Kafka is a message-passing framework that provides a common interface between streams of data and applications that use that data.

The idea is that data comes from multiple source systems and must be stored and later processed in multiple target systems or applications. For example, GPS data may come from several trucks. Each truck is a stream of data. The GPS data must be stored coherently and then several applications need to read that data, for example a mobile app that tracks where the trucks are and in addition a report that compiles truck routes.

The issue if you don't use a middle layer like Kafka is that you have to integrate every additional source system into every application, so the work becomes multiplicatively more challenging. Each source system has different data format, the protocol (UCP, IP, etc) is different, and the applications have to read data a certain way so we really need to standardize the data in the middle so this multiplicative complexity doesn't occur.

Also

Topics and Producers

For every kind of stream of data, we create a topic for it in Kafka. A topic just holds data that is supposed to be the same type but there really aren't many checks for that.

Every topic is subdivided into partitions. Each partition will hold some of the data, and the partitions will be distributed on separate servers. This makes Kafka horizontally scalable. Just add more servers and more partitions if you have that much data per topic.

The way a stream of data interfaces with a Kafka topic is through this thing called a Producer. The Producer takes in the data, called a value and wraps it in a message. The Producer decides which partition to send the data into, and so adds the topic and partition number to the message.

By default, the Producer decides which partition to send the data into using a round robin approach (first partition 0, then partition 1, etc). If you would like to affect this, you can optionally pass a key with the value. The hash of that key will determine which partition to send it to. This is really important if you want to manually determine which partition to send it into.

Why would you want to manually determine this? Well, when data enters a partition, the order is conserved within that partition. The idea is that later Consumers are going to read these stored messages one-by-one within each partition and data that you organized by hash value into these partitions will conserve insertion order which is great.

The message also gets a timestamp, headers, and the format of the data.

Obviously, the message isn't stored like that in Kafka. It is converted into bytes with a Serializer. Depending on the type of the key and value, a different Serializer is used. This makes the data in a topic of uniform format, probably. ???

Messages in a topic are erased after one week by default. Messages are also stored one after another in a partition, with a certain offset (like an array). This offset will be important in the next section.

The Consumer and Consumer Groups

An application creates a Consumer that reads messages stored in Kafka. The Consumer requests messages left to right and deserializes them.

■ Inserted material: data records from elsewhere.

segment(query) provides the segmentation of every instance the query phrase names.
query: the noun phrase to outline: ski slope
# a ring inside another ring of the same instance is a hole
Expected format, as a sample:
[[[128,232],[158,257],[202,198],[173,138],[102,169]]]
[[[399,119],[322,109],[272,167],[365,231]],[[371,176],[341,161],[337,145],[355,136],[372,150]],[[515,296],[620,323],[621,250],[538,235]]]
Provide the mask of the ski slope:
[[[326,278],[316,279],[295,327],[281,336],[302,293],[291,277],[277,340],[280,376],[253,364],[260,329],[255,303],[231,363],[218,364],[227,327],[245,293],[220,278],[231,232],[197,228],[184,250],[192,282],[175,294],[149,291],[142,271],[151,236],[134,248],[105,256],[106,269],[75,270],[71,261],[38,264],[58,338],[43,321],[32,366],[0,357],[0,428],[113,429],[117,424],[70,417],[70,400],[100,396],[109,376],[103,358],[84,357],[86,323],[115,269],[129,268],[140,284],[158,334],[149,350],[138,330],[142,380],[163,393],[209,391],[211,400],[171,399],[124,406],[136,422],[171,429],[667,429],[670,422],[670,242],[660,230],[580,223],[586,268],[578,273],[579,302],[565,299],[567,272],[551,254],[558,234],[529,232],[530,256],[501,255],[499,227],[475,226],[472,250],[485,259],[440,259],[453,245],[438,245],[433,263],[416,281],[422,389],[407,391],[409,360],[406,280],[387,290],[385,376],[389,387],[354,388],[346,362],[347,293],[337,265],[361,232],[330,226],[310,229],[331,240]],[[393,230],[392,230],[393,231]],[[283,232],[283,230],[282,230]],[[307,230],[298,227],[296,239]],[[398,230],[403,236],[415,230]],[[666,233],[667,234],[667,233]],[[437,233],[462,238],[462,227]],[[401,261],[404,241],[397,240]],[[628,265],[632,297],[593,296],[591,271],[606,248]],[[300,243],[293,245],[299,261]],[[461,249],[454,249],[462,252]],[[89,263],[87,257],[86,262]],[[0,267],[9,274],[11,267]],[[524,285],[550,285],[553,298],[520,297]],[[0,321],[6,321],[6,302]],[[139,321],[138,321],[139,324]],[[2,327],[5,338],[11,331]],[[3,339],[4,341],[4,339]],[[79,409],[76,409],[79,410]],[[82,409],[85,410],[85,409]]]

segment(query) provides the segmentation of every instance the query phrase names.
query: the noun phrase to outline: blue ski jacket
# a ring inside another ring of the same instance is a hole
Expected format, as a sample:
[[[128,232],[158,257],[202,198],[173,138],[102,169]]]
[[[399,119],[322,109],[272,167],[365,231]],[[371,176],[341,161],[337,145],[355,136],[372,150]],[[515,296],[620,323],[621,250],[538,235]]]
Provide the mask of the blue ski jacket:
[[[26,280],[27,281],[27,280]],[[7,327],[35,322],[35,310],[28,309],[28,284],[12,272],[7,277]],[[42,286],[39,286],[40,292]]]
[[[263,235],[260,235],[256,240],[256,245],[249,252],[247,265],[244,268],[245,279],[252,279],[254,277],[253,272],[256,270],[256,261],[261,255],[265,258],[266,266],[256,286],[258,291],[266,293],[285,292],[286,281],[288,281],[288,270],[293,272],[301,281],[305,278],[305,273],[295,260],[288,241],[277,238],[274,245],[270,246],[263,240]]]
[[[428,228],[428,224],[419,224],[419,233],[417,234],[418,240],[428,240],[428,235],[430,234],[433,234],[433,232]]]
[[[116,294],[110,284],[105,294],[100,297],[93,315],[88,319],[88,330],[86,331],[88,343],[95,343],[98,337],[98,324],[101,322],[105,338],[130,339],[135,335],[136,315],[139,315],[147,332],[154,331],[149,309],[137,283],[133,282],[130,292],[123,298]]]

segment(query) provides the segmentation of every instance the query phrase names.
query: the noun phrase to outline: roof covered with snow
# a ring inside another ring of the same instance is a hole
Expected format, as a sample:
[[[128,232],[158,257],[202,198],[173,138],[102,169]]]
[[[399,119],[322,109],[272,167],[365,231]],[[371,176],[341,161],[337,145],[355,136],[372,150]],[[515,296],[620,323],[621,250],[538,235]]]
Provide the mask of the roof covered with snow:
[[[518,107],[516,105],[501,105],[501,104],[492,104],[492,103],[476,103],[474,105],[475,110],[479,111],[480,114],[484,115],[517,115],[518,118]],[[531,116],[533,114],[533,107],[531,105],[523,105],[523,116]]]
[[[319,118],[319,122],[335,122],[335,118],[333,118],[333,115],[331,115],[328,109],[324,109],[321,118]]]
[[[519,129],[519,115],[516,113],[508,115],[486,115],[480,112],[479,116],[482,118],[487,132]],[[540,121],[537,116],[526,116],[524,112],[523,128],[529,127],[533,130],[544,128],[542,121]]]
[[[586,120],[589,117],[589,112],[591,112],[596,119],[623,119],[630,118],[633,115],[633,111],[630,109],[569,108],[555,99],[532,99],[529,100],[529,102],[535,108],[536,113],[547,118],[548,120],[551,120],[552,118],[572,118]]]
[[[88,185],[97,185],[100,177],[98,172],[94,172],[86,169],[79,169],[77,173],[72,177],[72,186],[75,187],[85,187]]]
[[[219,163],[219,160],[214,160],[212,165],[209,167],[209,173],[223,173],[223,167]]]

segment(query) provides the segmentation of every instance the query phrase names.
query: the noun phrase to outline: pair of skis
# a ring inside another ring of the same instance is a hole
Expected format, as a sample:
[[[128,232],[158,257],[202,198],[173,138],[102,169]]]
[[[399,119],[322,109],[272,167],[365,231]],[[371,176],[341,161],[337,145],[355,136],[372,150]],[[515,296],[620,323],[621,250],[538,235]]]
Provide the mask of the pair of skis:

Consumers are combined into Consumer groups. Each application has a multiple Consumers, bundled up into a Consumer group. In a group, each Consumer is assigned to some partitions of a chosen topic. A Consumer may have multiple partitions, only one, or none at all if there are more partitions than Consumers. In the last case, the Consumers without a group just sit idle.

If a Consumer shuts down while reading, this is kind of a problem for us, since we want to make sure it starts reading where it stopped. Thus, each Consumer commits its reading progress to a special internal Kafka topic called __consumer_offset. This topic stores each Consumer's offset into the partition it's reading. What if it's reading multiple partitions? Not sure. How does a Consumer find its offset? Probably by going through the entire topic and finding its latest stored offset.

How often/when do Consumers commit these offsets? Well, there are three strategies. The first, the default one, is called "at least once", which means the Consumer commits after receving every single message. If the Consumer shuts down while processing this message and restarts, it will probably end up processing the message again. So you want to make sure that if you choose this option, your Consumer logic does not mind the scenario where it will accidentally process the same message twice (this means your Consumer logic is idempotent). The second is called "at most once", which means the Consumer commits after receiving a single message. If the Consumer shuts down before finishing processing a message and restarts, this message will be lost. The third is "exactly once" and means that either your Consumer is going to write its result back to Kafka (Kafka to Kafka) or it is idempotent.